You can still see traces of the history of lace making in Olney in some of the buildings dotted around the town... and there is still lace making in Olney.
The Olney Lace Circle has over 30 members and 6 junior members. The society's logo is a frying pan with a lace bobbin for a handle. The group provides this history of lace making in Olney.
"It was the Flemish Protestants who brought lace making to England during the 1560's. Many of these immigrants were lace makers and as they moved out of the overcrowded ports they began to settle into areas now regarded as the historic centres for the craft of lace making. In the county of Buckinghamshire these immigrants settled in Newport Pagnell, Buckingham and of course Olney.

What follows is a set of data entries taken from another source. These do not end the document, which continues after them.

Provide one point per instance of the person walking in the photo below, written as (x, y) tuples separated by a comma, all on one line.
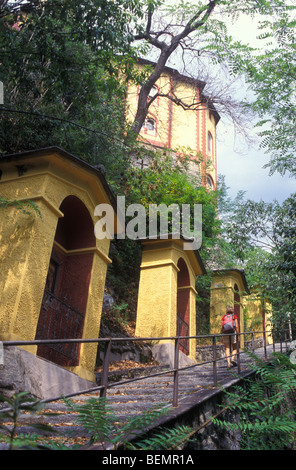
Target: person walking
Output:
[(229, 327)]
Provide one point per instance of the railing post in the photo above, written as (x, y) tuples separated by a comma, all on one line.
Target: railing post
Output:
[(176, 373), (215, 361), (104, 379)]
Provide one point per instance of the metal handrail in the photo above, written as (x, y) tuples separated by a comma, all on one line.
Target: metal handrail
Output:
[(175, 370)]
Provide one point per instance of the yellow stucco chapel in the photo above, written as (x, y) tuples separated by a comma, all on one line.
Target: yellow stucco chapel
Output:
[(53, 267)]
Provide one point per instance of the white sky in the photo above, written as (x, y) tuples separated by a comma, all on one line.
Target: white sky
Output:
[(243, 167)]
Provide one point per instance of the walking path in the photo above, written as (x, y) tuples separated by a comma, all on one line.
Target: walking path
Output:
[(130, 399)]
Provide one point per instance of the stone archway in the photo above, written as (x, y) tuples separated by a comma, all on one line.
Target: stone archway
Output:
[(183, 305), (65, 297)]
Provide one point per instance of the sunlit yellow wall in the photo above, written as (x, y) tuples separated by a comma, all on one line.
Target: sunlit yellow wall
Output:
[(26, 242), (222, 295), (258, 312), (157, 297), (176, 128)]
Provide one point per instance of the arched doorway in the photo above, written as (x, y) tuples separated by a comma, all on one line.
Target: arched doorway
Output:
[(66, 292), (183, 305)]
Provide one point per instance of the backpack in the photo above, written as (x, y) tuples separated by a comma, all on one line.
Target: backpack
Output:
[(228, 323)]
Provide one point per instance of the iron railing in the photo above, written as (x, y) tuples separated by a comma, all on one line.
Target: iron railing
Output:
[(107, 342)]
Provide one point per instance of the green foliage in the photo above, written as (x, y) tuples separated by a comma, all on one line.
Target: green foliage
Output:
[(24, 206), (97, 418), (10, 421), (167, 181), (64, 80), (266, 407)]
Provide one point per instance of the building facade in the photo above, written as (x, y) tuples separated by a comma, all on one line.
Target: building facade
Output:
[(180, 118)]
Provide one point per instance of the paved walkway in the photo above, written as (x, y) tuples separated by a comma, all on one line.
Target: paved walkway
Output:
[(130, 399)]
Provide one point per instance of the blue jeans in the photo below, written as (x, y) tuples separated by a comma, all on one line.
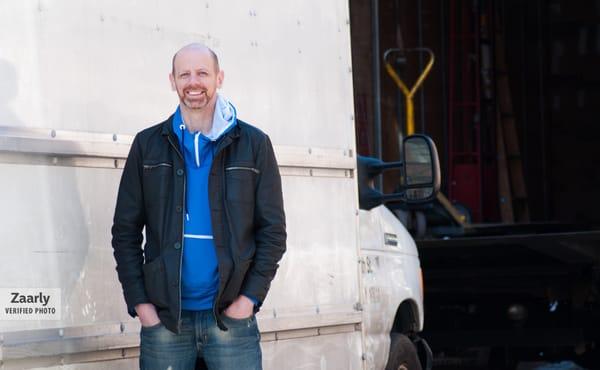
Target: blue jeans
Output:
[(235, 349)]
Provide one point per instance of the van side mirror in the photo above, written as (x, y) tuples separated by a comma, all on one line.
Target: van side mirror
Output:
[(421, 169), (419, 179)]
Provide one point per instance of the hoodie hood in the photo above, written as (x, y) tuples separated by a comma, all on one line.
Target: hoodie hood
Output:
[(197, 147)]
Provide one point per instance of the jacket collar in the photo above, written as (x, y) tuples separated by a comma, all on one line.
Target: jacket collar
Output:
[(226, 139)]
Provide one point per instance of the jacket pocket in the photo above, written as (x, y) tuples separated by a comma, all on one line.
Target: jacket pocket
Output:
[(157, 177), (155, 282), (240, 180)]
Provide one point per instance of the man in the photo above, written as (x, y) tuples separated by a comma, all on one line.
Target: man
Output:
[(207, 189)]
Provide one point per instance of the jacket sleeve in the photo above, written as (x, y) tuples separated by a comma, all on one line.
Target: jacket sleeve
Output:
[(128, 224), (269, 225)]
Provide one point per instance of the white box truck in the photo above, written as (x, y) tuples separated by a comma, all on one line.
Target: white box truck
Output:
[(79, 79)]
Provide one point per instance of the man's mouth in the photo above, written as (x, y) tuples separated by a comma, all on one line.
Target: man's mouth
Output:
[(195, 93)]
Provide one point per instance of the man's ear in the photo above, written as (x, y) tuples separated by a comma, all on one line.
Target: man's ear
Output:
[(172, 79), (220, 78)]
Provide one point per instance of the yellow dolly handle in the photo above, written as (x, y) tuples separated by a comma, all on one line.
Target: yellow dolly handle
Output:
[(409, 93)]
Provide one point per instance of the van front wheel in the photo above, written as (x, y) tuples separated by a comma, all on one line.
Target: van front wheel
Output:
[(403, 354)]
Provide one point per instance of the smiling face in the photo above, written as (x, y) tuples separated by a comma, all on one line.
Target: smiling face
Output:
[(196, 78)]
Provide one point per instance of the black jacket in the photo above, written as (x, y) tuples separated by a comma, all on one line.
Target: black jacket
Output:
[(246, 206)]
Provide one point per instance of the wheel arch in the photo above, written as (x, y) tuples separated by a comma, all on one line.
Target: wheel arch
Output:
[(406, 320)]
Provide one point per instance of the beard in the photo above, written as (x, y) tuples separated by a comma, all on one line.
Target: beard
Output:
[(194, 102)]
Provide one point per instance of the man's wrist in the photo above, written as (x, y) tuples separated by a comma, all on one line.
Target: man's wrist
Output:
[(251, 298)]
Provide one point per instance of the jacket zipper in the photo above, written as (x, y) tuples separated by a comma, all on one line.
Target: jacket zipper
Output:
[(151, 166), (255, 170), (182, 237)]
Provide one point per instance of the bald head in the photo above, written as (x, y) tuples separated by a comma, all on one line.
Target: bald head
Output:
[(195, 48)]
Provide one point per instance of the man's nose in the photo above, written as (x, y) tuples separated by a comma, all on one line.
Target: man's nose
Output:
[(194, 79)]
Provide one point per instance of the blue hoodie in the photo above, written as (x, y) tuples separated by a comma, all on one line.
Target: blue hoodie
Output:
[(200, 274)]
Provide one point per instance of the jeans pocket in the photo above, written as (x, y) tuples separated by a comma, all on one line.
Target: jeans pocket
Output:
[(151, 328), (245, 322)]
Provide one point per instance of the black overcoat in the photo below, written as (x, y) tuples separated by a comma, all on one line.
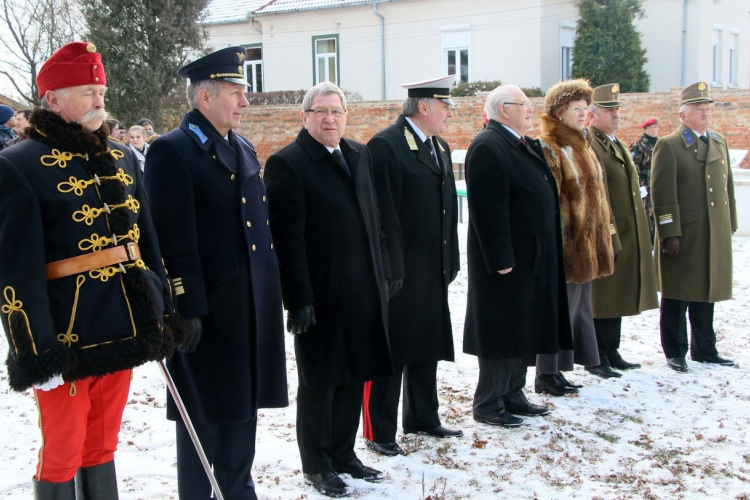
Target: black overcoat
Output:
[(514, 222), (418, 213), (332, 254), (67, 193), (209, 206)]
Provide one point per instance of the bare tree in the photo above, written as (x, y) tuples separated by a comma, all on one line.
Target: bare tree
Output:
[(34, 30)]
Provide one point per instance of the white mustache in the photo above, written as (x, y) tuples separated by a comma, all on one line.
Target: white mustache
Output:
[(93, 114)]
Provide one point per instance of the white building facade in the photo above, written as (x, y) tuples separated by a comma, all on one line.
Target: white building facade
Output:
[(372, 47)]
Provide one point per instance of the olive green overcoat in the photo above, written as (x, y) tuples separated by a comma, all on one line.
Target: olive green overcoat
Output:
[(693, 196), (632, 288)]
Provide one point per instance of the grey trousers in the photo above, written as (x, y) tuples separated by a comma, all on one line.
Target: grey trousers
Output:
[(501, 381), (585, 351)]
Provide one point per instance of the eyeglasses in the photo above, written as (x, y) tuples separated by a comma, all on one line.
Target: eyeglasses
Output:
[(525, 104), (322, 112)]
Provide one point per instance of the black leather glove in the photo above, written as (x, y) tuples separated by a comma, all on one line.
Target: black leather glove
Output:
[(193, 332), (394, 286), (671, 245), (300, 321)]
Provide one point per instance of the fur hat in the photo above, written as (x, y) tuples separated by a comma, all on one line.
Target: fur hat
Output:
[(561, 93)]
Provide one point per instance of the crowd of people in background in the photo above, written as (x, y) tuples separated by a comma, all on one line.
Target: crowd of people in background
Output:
[(359, 243)]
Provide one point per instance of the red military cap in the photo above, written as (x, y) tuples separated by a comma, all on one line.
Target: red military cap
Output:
[(73, 64)]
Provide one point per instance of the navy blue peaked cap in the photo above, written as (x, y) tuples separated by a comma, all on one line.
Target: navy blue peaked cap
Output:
[(225, 64)]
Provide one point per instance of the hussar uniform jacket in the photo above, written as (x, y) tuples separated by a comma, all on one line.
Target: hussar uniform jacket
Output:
[(210, 209), (66, 193), (418, 212), (693, 196), (632, 287)]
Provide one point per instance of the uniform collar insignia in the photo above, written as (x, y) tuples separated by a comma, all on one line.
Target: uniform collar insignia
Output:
[(198, 132), (688, 136), (410, 139)]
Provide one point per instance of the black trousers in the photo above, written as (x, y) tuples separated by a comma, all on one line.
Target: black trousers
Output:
[(608, 331), (327, 423), (674, 340), (501, 381), (230, 449), (420, 409)]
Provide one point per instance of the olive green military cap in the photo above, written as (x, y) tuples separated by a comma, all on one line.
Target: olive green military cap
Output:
[(695, 93), (607, 96)]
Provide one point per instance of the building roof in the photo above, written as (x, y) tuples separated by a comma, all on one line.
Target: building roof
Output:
[(234, 11), (230, 11)]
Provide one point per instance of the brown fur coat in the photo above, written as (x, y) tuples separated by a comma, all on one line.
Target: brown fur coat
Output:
[(584, 209)]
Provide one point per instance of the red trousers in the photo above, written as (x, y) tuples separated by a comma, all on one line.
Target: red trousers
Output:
[(80, 423)]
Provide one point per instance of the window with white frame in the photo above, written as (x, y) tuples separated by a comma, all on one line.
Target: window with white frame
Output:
[(716, 54), (326, 58), (254, 68), (567, 40), (457, 52), (734, 47)]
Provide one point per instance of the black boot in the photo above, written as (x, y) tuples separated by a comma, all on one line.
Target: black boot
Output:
[(97, 483), (54, 491)]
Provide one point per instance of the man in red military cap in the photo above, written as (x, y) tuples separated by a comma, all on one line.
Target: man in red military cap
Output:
[(85, 296), (642, 150)]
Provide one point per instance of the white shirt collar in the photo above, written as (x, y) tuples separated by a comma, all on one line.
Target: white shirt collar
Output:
[(416, 129), (511, 131)]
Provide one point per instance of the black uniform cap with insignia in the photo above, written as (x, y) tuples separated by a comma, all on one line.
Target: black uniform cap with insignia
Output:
[(695, 93), (225, 64), (436, 88), (607, 96)]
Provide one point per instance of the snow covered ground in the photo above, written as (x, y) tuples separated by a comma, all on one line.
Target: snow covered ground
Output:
[(653, 434)]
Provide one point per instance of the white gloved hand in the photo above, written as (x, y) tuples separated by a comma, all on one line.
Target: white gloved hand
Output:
[(54, 382)]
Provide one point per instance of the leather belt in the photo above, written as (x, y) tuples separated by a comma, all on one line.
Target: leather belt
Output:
[(94, 260)]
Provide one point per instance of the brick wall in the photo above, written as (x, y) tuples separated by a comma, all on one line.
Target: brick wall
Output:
[(272, 127)]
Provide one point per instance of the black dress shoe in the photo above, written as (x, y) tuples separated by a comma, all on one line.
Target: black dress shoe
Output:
[(358, 470), (501, 417), (527, 409), (387, 449), (715, 359), (616, 361), (603, 371), (329, 484), (678, 364), (545, 382), (567, 383), (438, 431)]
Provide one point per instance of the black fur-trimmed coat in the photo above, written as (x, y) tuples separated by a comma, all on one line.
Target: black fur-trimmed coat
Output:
[(65, 192)]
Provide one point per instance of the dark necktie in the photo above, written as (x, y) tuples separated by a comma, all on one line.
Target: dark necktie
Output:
[(339, 157)]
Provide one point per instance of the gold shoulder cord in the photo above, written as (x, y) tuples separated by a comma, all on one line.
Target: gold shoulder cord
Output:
[(12, 305)]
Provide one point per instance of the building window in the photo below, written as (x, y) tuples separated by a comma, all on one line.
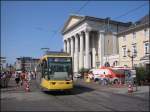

The immigrant lace makers settled in the many courts or alleyways off the High Street in Olney. These were the poorest quarters of town at that time. During the following decade the Huguenots fled France and a great many French lace makers also settled in this area.
Life was difficult for the 17th and 18th Century lace maker and so it seems surprising that the sole industry of hundreds of villages in this area was making lace. Nevertheless, the lace industry grew as the immigrant lace makers taught the locals how to make lace. To support the lace trade, the local trades people such as the butchers and bakers began to supply the lace makers with materials to work with. Most expensive was the imported cotton and linen thread.
But most materials could be found locally: the pillow stuffed with straw, the pins, the 'horse' or pillow stand made of wood and the bone and wooden bobbins. These suppliers would then buy back the finished lace from the lace maker and sell it for good profits in London. Many such dealers became so rich in the 18th Century that they refaced their houses rather grandly with stone.
Lace makers themselves however, were known to work in horrendous conditions. John Newton, during his 15 year ministry in Olney was well aware of the plight of the Olney lace maker. His friend William Cowper was also sympathetic and was known as the 'lace maker's poet'. In 1780 he wrote: 'I am an eyewitness of their poverty and do know that hundreds of this little town are upon the point of starving and that the most unremitting industry is but barely sufficient to keep them from it. There are nearly one thousand and two hundred lace makers in this beggarly town'.